Gentoo Forums
Gentoo Forums
Gentoo Forums
Quick Search: in
what is this log entry "Machine check events logged"
View unanswered posts
View posts from last 24 hours

 
Reply to topic    Gentoo Forums Forum Index Kernel & Hardware
View previous topic :: View next topic  
Author Message
snIP3r
l33t
l33t


Joined: 21 May 2004
Posts: 853
Location: germany

PostPosted: Sat Jan 05, 2008 12:37 pm    Post subject: what is this log entry "Machine check events logged&quo Reply with quote

hi all!

recentrly i checked my /var/log/messages an i found these entries:

Code:

Jan  1 17:48:58 area52 Machine check events logged
Jan  1 17:55:13 area52 Machine check events logged
Jan  1 18:01:19 area52 Machine check events logged
Jan  1 18:15:41 area52 Machine check events logged
Jan  1 18:21:56 area52 Machine check events logged
Jan  1 18:29:26 area52 Machine check events logged
Jan  1 18:38:10 area52 Machine check events logged
Jan  1 18:45:40 area52 Machine check events logged
Jan  1 18:53:10 area52 Machine check events logged
Jan  1 18:58:47 area52 Machine check events logged
Jan  1 19:05:02 area52 Machine check events logged


there are no more log-entries like these - not before nor after. i dont know what they mean and who produced them. i also checked my emerge log - i havent installed any package at this timestamp or before that could produce these messages.

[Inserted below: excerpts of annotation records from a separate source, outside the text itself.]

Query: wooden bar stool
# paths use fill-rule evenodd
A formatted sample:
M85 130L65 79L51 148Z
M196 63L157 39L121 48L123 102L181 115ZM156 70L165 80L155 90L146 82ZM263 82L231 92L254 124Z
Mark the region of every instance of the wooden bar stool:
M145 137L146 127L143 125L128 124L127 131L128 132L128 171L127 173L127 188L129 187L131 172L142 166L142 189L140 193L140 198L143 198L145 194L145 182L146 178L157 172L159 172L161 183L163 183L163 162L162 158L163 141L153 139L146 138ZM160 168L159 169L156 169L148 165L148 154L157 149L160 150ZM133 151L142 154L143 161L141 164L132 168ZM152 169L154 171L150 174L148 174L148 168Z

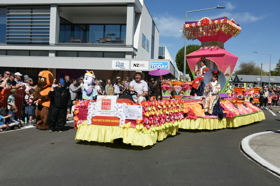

can someone describe what this means? do i have to worry?

thx in advance
snIP3r
_________________
Intel i3-4130T on ASUS P9D-X
Kernel 5.15.88-gentoo SMP
-----------------------------------------------
if your problem is fixed please add something like [solved] to the topic!
Back to top
View user's profile Send private message
bunder
Bodhisattva
Bodhisattva


Joined: 10 Apr 2004
Posts: 5947

PostPosted: Sat Jan 05, 2008 1:07 pm    Post subject: Reply with quote

those are from the machine check exception option from the kernel.

http://en.wikipedia.org/wiki/Machine_Check_Exception

Quote:
MCE: The hardware reports a non fatal, correctable incident occurred on CPU 0.
Bank 1: 9400000000000151
MCE: The hardware reports a non fatal, correctable incident occurred on CPU 0.
Bank 2: 940040000000017a


not sure why it doesn't give you more info compared to the one i pasted above though. i'd check for overheating or ram errors.

cheers
_________________
Neddyseagoon wrote:
The problem with leaving is that you can only do it once and it reduces your influence.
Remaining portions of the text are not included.